Sullo sfondo della espressa decisione americana di ritirarsi (o quantomeno ridurre radicalmente la presenza militare), si colloca la volontà del Pakistan di avere, a qualunque costo, un ruolo da protagonista nel processo di pace afgano. E anche in questo caso c’è una forte dimensione economica: i pachistani saranno indotti a dimostrarsi dei fedeli alleati per non perdere i massicci finanziamenti americani. Islamabad potrebbe quindi arrestare alcuni capi talebani, rendere precari i santuari e aumentare la pressione politica e militare sugli “ospiti” afgani.

Dal canto loro, i talebani più favorevoli a un accordo potrebbero ora considerare più seriamente l’ipotesi di isolare i gruppi filo-qaedisti, magari con l’incoraggiamento americano e delle Nazioni Unite mediante la cancellazione di alcuni nomi dalle liste dei terroristi. Si possono anche immaginare ipotesi di garantire una sorta di salvacondotto per la trattativa o l’esilio.

Questo processo di moderazione del conflitto non è certo scontato – perché è anche possibile che le reti qaediste o filo-qaediste (Haqqani, salafiti, stranieri) reagiscano con azioni mirate – ma sembra probabile, visto il limitato appoggio popolare di cui godono i gruppi più violenti. Un problema può derivare dal tentativo, quasi inevitabile, di rivendicare l’avvio del ritiro americano come una vittoria. Inoltre, restano gli ostacoli strutturali al processo negoziale: le forzature pachistane (per controllare e guidare le trattative), l’indecisione americana (con chi trattare, e in modo quanto diretto) e l’incapacità del governo Karzai di seguire una linea coerente (per cui a volte Kabul è apparsa come un problema e non una soluzione). Difficile poi perseguire un negoziato strutturato data la frammentazione della controparte, per cui anche la leadership di mullah Omar è oggi posta in dubbio da molti osservatori.

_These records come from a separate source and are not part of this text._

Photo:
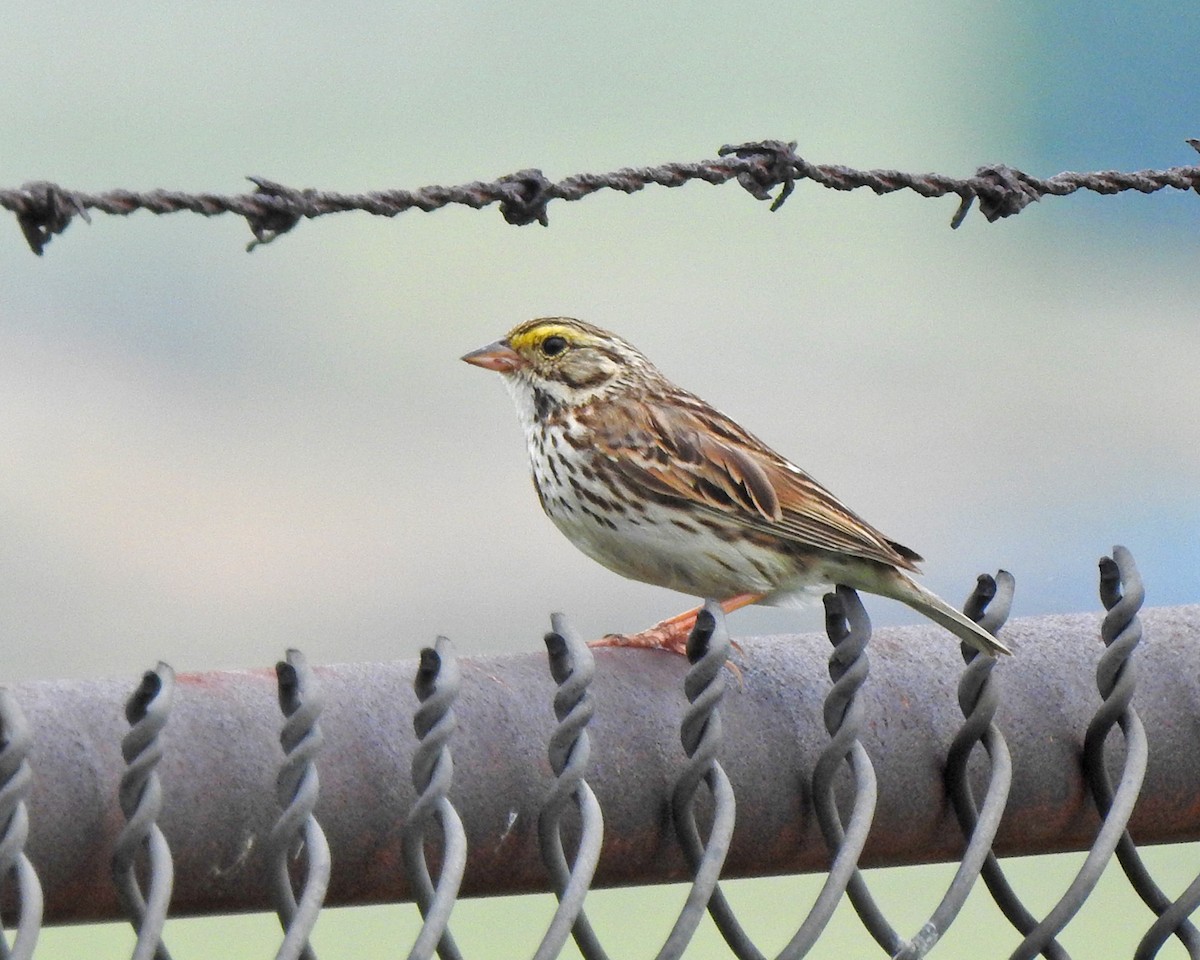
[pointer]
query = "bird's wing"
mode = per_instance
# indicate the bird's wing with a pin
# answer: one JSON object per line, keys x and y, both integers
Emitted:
{"x": 690, "y": 451}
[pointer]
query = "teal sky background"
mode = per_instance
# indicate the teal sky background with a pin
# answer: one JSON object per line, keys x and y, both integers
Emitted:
{"x": 213, "y": 456}
{"x": 216, "y": 455}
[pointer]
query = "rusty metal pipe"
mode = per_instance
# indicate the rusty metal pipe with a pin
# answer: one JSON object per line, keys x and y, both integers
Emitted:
{"x": 222, "y": 755}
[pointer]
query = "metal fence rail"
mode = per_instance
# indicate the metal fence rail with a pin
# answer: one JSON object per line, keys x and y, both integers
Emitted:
{"x": 438, "y": 779}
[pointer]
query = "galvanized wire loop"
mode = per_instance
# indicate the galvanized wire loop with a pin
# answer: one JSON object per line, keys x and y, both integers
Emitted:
{"x": 141, "y": 798}
{"x": 989, "y": 605}
{"x": 16, "y": 778}
{"x": 850, "y": 630}
{"x": 1121, "y": 633}
{"x": 1122, "y": 595}
{"x": 978, "y": 699}
{"x": 571, "y": 665}
{"x": 708, "y": 649}
{"x": 297, "y": 834}
{"x": 437, "y": 688}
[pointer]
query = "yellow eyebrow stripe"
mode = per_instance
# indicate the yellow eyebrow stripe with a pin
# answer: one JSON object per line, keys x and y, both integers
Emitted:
{"x": 535, "y": 335}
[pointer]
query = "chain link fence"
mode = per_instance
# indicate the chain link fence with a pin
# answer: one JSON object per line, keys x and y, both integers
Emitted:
{"x": 444, "y": 779}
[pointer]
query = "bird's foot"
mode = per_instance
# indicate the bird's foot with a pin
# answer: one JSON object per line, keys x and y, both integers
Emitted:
{"x": 669, "y": 635}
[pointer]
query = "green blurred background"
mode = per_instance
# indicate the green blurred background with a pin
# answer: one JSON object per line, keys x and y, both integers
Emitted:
{"x": 211, "y": 456}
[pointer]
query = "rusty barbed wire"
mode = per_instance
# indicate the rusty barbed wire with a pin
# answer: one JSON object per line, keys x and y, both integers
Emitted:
{"x": 16, "y": 775}
{"x": 141, "y": 798}
{"x": 46, "y": 209}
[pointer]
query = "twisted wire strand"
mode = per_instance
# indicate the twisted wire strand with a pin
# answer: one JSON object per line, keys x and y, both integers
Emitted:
{"x": 141, "y": 798}
{"x": 297, "y": 833}
{"x": 978, "y": 699}
{"x": 16, "y": 778}
{"x": 571, "y": 665}
{"x": 850, "y": 630}
{"x": 989, "y": 605}
{"x": 437, "y": 688}
{"x": 700, "y": 732}
{"x": 1115, "y": 679}
{"x": 1122, "y": 595}
{"x": 45, "y": 209}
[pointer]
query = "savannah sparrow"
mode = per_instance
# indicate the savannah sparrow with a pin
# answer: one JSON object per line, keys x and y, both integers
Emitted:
{"x": 658, "y": 486}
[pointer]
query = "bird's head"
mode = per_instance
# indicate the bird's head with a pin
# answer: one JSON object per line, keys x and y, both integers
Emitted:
{"x": 565, "y": 361}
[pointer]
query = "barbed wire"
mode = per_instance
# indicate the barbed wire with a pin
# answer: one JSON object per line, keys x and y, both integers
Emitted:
{"x": 45, "y": 209}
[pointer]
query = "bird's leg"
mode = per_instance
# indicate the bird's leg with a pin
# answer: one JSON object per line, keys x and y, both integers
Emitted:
{"x": 672, "y": 634}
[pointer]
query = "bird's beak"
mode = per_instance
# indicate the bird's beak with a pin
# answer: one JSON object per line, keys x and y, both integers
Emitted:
{"x": 498, "y": 357}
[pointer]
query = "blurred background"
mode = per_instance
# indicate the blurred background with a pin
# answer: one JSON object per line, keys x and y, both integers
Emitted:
{"x": 210, "y": 456}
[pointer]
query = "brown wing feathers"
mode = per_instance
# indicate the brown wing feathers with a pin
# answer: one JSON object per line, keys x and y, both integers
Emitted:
{"x": 705, "y": 457}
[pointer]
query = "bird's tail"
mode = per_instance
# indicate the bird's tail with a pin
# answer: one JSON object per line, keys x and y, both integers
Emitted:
{"x": 898, "y": 586}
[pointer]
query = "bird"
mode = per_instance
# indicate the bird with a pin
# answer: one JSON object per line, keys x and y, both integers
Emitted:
{"x": 659, "y": 486}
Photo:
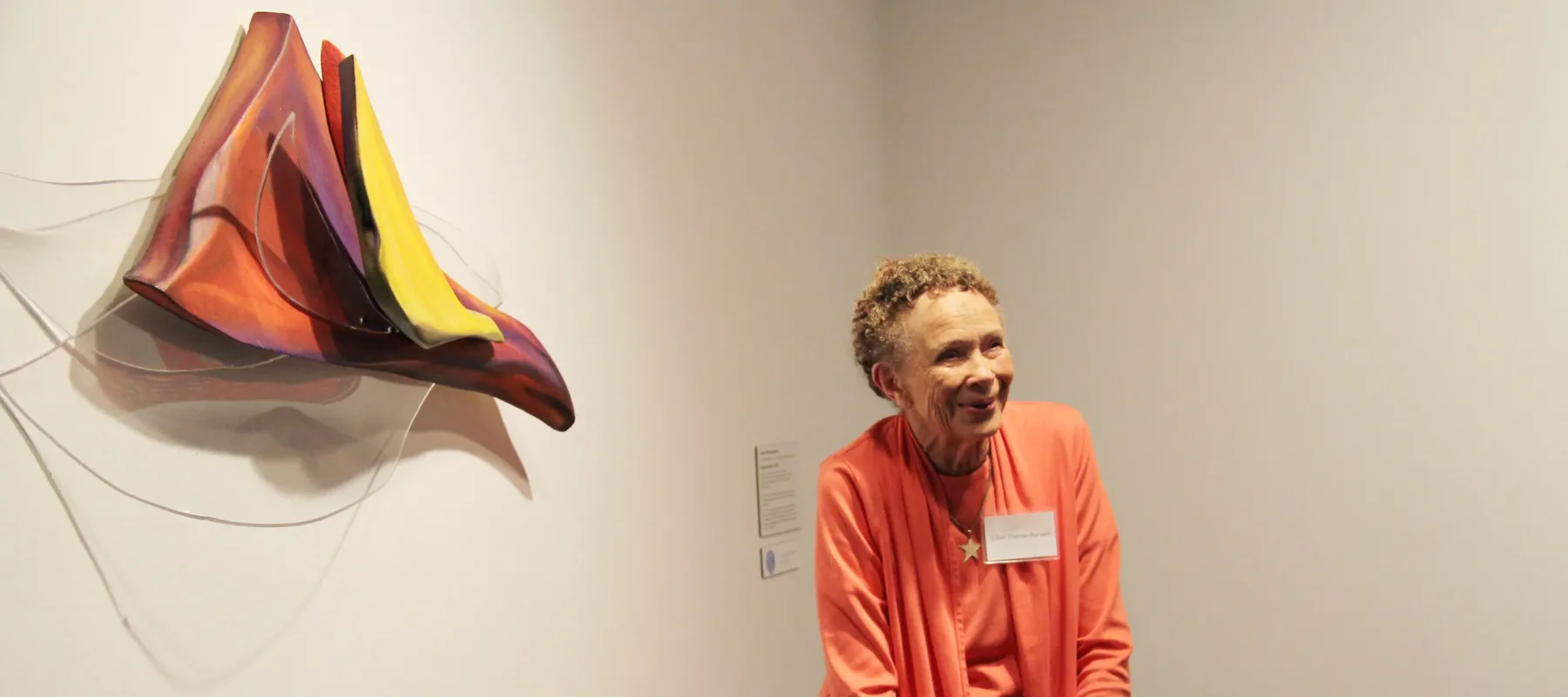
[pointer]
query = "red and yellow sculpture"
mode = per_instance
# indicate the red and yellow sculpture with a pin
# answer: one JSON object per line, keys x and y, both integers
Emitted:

La fine di bin Laden (non ancora la fine della sua rete) può dunque far uscire dall’impasse una trattativa rimasta sotto traccia. Soprattutto se si confermerà la netta sensazione di un affievolirsi del richiamo jiadista che è risultata finora evidente nel contesto delle rivolte arabe.

In questo caso, non sarà qualche azione kamikaze a interrompere una possibile primavera. Dipenderà tutto dalla reale volontà dei principali attori sulla scena (Karzai, talebani, Stati Uniti e Pakistan, ma anche India e Iran) di deporre la spada: Barack Obama sta già tentando questa strada, e spera certamente di aver riservato l’ultimo fendente allo sceicco del terrore.